A major conclusion was that while it is usually below the nominal level, there is no
simple predictable pattern with regard to how and how far the actual coverage probability
of confidence intervals may fall. The coverage probability varies given the effects of
multiple factors:
(1) While the model structure always plays a role of paramount importance, the
covariate correlation significantly affects the interval's coverage, with the tendency that a
higher correlation indicates a lower coverage probability.
(2) No evidence shows that AIC inevitably outperforms BIC in terms of achieving
higher coverage probability, or vice versa.
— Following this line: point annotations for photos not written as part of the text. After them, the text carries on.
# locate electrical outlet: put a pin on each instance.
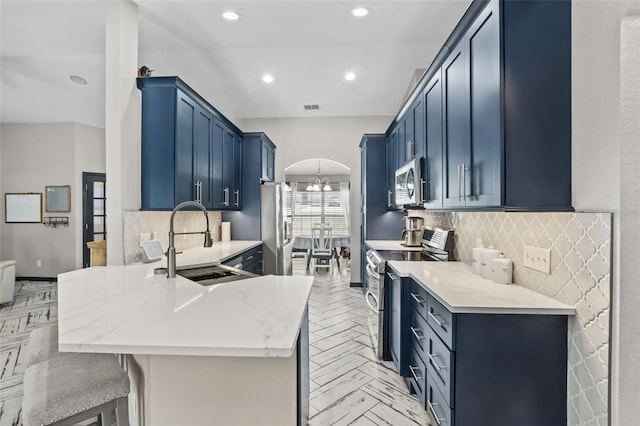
(537, 258)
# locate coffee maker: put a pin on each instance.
(412, 233)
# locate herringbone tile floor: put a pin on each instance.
(348, 384)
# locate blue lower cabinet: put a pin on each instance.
(480, 369)
(437, 406)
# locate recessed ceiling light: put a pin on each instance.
(77, 79)
(230, 15)
(360, 12)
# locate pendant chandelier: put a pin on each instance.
(317, 183)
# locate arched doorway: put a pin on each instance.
(320, 195)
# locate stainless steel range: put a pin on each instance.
(437, 246)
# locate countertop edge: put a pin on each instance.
(569, 311)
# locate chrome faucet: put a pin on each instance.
(171, 251)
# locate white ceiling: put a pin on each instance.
(319, 166)
(307, 45)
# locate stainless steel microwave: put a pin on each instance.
(408, 187)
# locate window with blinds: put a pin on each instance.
(319, 207)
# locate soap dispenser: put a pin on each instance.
(488, 254)
(476, 257)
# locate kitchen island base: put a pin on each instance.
(201, 390)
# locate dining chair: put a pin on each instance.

The model selector's performance is
dependent upon the uncertain model structure and/or the unknown parameter vector θ .
(3) While the effect of sample size is intriguing, a larger sample size does not
necessarily achieve asymptotically more accurate inference on interval estimates.
(4) Although the binary threshold of the logistic model may affect the coverage
probability, such effect is less important. It is more likely to become substantial with an
unrestricted model when extreme values along the dimensions of other factors (e.g. small
sample size, high covariate correlation) are observed.